The city has had success in providing housing for formerly homeless people, Carr said, pointing to the Dawn View Court apartments at the former All View Motel and a project with Habitat for Humanity of Clallam County to house distressed veterans.

“We’ve done some really exciting things, we also are working with different community groups on issues related to housing and we have hired a housing coordinator to really speed up some of those processes both working with the county and non-profit partners,” Carr said.

Carr also defended her vote to place a moratorium on short-term rentals which she said was giving the city the opportunity to collect data and implement reasonable regulations.

“I support having Airbnbs. I stay at them when I visit other communities, I think that our community also should have them,” Carr said.

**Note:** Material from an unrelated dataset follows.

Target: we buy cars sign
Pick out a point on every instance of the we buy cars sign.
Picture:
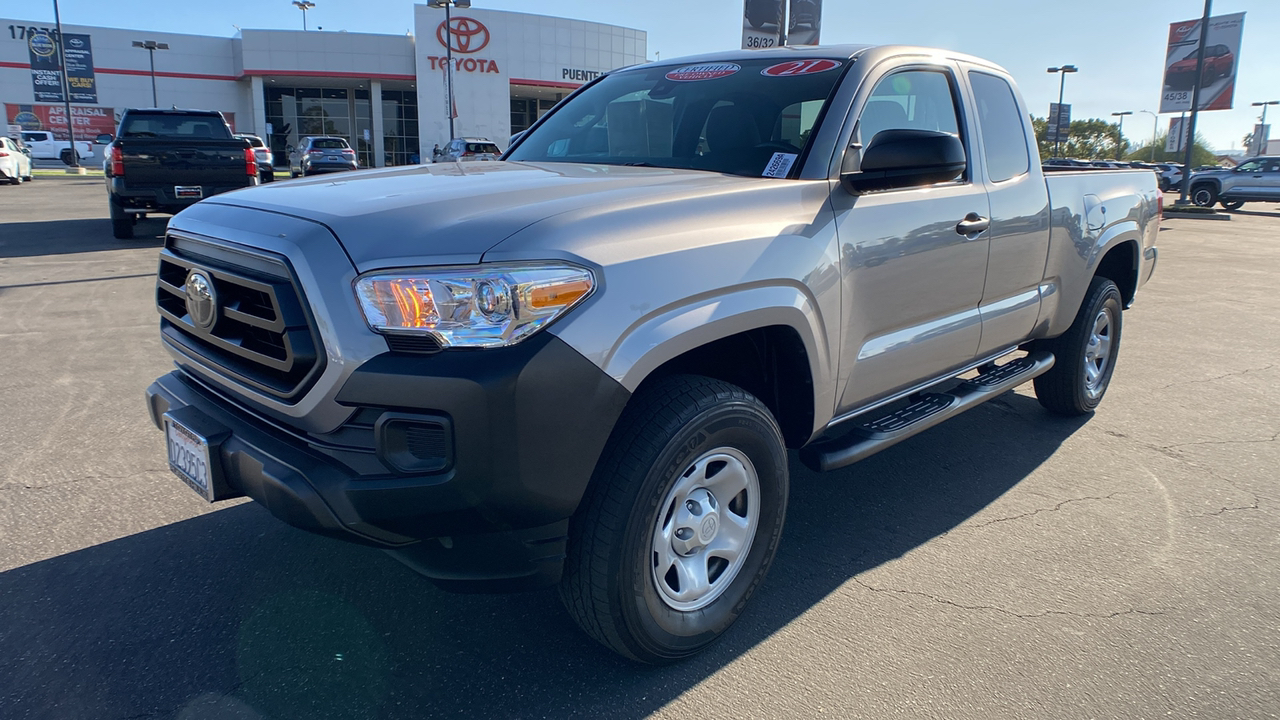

“I don’t think that the policy that was passed in 2017 by the previous city council is a good one. It limits short-term rentals to only commercial and mixed-use zones.”

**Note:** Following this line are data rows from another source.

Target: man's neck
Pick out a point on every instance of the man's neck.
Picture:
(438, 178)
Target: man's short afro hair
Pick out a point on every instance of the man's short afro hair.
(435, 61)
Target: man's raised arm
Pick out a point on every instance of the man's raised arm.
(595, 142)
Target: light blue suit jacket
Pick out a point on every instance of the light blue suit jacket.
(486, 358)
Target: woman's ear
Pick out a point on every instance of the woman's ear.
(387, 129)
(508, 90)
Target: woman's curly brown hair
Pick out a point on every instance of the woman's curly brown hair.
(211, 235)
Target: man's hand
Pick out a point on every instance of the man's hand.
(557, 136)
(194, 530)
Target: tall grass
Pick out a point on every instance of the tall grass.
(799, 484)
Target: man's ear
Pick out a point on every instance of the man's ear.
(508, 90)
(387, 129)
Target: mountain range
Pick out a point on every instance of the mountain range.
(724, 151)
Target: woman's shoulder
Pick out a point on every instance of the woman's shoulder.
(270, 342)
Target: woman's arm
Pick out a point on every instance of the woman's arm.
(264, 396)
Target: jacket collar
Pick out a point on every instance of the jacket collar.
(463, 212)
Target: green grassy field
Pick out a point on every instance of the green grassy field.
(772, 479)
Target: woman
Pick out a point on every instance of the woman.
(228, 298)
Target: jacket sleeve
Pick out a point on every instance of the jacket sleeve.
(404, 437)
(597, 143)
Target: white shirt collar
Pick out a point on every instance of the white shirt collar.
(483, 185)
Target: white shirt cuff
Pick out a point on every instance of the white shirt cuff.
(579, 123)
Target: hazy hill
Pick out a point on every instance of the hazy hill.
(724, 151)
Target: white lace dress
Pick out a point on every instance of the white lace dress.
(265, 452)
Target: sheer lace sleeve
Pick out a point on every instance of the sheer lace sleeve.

Karjalainen said he was an advocate for private property ownership and that short-term rentals actually make up a small percentage of the actual housing in Port Angeles.

“I don’t think that it’s a good policy for the city to come in a say ‘hey, we’re just going to stop short-term rentals’ when its people’s own private property and it supports this community,” Karjalainen said, noting tourism was a major economic driver for the city.

“We get complaints that we don’t have enough hotel rooms in Port Angeles,” Karjalainen said.

Karjalainen said he likely would be a lone voice among the current city council, but said he believed it was his civic duty to run for the office.

“I believe that my opinion does and is shared by many residents in the city of Port Angeles,” Karjalainen said. “I think that a lot of the opinions of my opponent align with the current city council and all of them share a similar mindset where I would be very starkly opposite.”

During her time on the council, Carr said she has supported policies to increase public safety, housing options and affordability and economic development.

“Now I want to continue the work that we’ve started and continue to build a Port Angeles where everyone can thrive, not just survive,” Carr said.

Port Angeles City Council members do not represent a particular district or area of the city and are elected to serve a four-year term. In addition to the Position 6 seat, Positions 5 and 7 are up for election this year. City Council races are non-partisan.

Election Day is Nov. 7, and ballots will be mailed to voters Oct. 18. Voter registration is available until 8 p.m. on Election Day but online voter registration ends Oct. 30.

Online voter registration and additional election information is available at Washington’s election website, votewa.gov.